In [1]:
from sklearn.feature_extraction.text import TfidfVectorizer
from sklearn.ensemble import RandomForestClassifier, GradientBoostingClassifier, VotingClassifier
from sklearn.linear_model import LogisticRegression
from sklearn.naive_bayes import MultinomialNB
from sklearn.tree import DecisionTreeClassifier
from sklearn.neighbors import KNeighborsClassifier
from sklearn.svm import SVC
from sklearn.model_selection import GridSearchCV
from sklearn.metrics import accuracy_score
import numpy as np


In [2]:
def loadData(fname):
    reviews = []
    labels = []
    with open(fname, 'r') as f:
        for line in f:
            review, rating = line.strip().split('\t')  
            reviews.append(review.lower())
            labels.append(int(rating))
    return reviews, labels

In [3]:
# Load training and testing data
rev_train, labels_train = loadData('reviews_train.txt')
rev_test, labels_test = loadData('reviews_test.txt')

# TF-IDF Vectorization
tfidf_vectorizer = TfidfVectorizer()
tfidf_vectorizer.fit(rev_train)
tfidf_train = tfidf_vectorizer.transform(rev_train)
tfidf_test = tfidf_vectorizer.transform(rev_test)


In [4]:
rf_classifier = RandomForestClassifier()
param_grid_rf = {
    'n_estimators': np.arange(100, 301, 1),
    'max_depth': [None, 10, 20]
}
grid_search_rf = GridSearchCV(rf_classifier, param_grid_rf, cv=2, n_jobs=-1)
grid_search_rf = GridSearchCV(rf_classifier, param_grid_rf, cv=2, n_jobs=-1)
grid_search_rf.fit(tfidf_train, labels_train)

In [5]:
gb_classifier = GradientBoostingClassifier()
param_grid_gb = {
    'n_estimators': np.arange(200, 401, 1),
    'learning_rate': np.arange(0.01, 0.21, 0.1)
}
grid_search_gb = GridSearchCV(gb_classifier, param_grid_gb, cv=2, n_jobs=-1)
grid_search_gb.fit(tfidf_train, labels_train)

In [6]:
lr_classifier = LogisticRegression()
param_grid_lr = {
    'C': np.arange(0, 10.01, 0.01),
    'max_iter': [100, 500, 1000]
}
grid_search_lr = GridSearchCV(lr_classifier, param_grid_lr, cv=2, n_jobs=-1)
grid_search_lr.fit(tfidf_train, labels_train)

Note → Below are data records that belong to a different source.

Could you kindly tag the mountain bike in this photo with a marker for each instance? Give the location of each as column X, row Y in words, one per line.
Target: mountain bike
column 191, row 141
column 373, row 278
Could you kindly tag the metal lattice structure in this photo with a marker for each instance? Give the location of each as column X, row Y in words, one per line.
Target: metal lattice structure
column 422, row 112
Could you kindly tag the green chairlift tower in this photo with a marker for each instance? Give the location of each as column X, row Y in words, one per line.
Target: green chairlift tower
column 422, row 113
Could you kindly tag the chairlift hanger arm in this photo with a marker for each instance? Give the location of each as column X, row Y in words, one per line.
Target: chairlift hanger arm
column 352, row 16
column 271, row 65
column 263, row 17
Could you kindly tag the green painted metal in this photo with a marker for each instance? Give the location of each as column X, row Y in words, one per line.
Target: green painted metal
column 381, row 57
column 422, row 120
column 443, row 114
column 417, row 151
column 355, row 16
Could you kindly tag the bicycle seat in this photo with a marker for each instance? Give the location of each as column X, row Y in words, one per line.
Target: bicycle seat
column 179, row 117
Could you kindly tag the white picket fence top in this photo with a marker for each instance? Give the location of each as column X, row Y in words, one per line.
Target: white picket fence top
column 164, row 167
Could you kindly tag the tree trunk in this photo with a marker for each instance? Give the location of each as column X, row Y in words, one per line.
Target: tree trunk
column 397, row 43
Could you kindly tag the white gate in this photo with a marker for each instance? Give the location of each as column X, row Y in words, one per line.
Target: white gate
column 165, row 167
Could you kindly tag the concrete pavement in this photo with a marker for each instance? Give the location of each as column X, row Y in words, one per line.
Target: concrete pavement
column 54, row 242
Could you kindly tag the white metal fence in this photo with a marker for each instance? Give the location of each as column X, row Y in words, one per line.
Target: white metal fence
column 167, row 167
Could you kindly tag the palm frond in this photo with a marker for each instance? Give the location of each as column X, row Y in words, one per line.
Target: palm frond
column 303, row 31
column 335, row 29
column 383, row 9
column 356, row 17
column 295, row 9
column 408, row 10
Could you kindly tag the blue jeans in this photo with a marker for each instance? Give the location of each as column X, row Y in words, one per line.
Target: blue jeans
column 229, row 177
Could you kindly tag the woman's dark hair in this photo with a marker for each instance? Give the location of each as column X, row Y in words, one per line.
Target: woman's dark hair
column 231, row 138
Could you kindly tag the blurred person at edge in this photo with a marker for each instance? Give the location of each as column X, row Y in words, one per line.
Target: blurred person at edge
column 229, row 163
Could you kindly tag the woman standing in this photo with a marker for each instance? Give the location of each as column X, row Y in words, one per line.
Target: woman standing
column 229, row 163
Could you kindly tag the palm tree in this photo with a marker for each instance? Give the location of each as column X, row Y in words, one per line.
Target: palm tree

6 fits failed out of a total of 6006.
The score on these train-test partitions for these parameters will be set to nan.
If these failures are not expected, you can try to debug them by setting error_score='raise'.

Below are more details about the failures:
--------------------------------------------------------------------------------
6 fits failed with the following error:
Traceback (most recent call last):
  File "/Users/accuracy/Developer/BIA 660/.venv/lib/python3.11/site-packages/sklearn/model_selection/_validation.py", line 729, in _fit_and_score
    estimator.fit(X_train, y_train, **fit_params)
  File "/Users/accuracy/Developer/BIA 660/.venv/lib/python3.11/site-packages/sklearn/base.py", line 1145, in wrapper
    estimator._validate_params()
  File "/Users/accuracy/Developer/BIA 660/.venv/lib/python3.11/site-packages/sklearn/base.py", line 638, in _validate_params
    validate_parameter_constraints(
  File "/Users/accuracy/Developer/BIA 660/.venv/lib/python3.11/site-packages/sk

In [7]:
nb_classifier = MultinomialNB()
param_grid_nb = {
    'alpha': np.arange(0, 30.1, 0.1),
    'force_alpha': [True, False]
}
grid_search_nb = GridSearchCV(nb_classifier, param_grid_nb, cv=2, n_jobs=-1)
grid_search_nb.fit(tfidf_train, labels_train)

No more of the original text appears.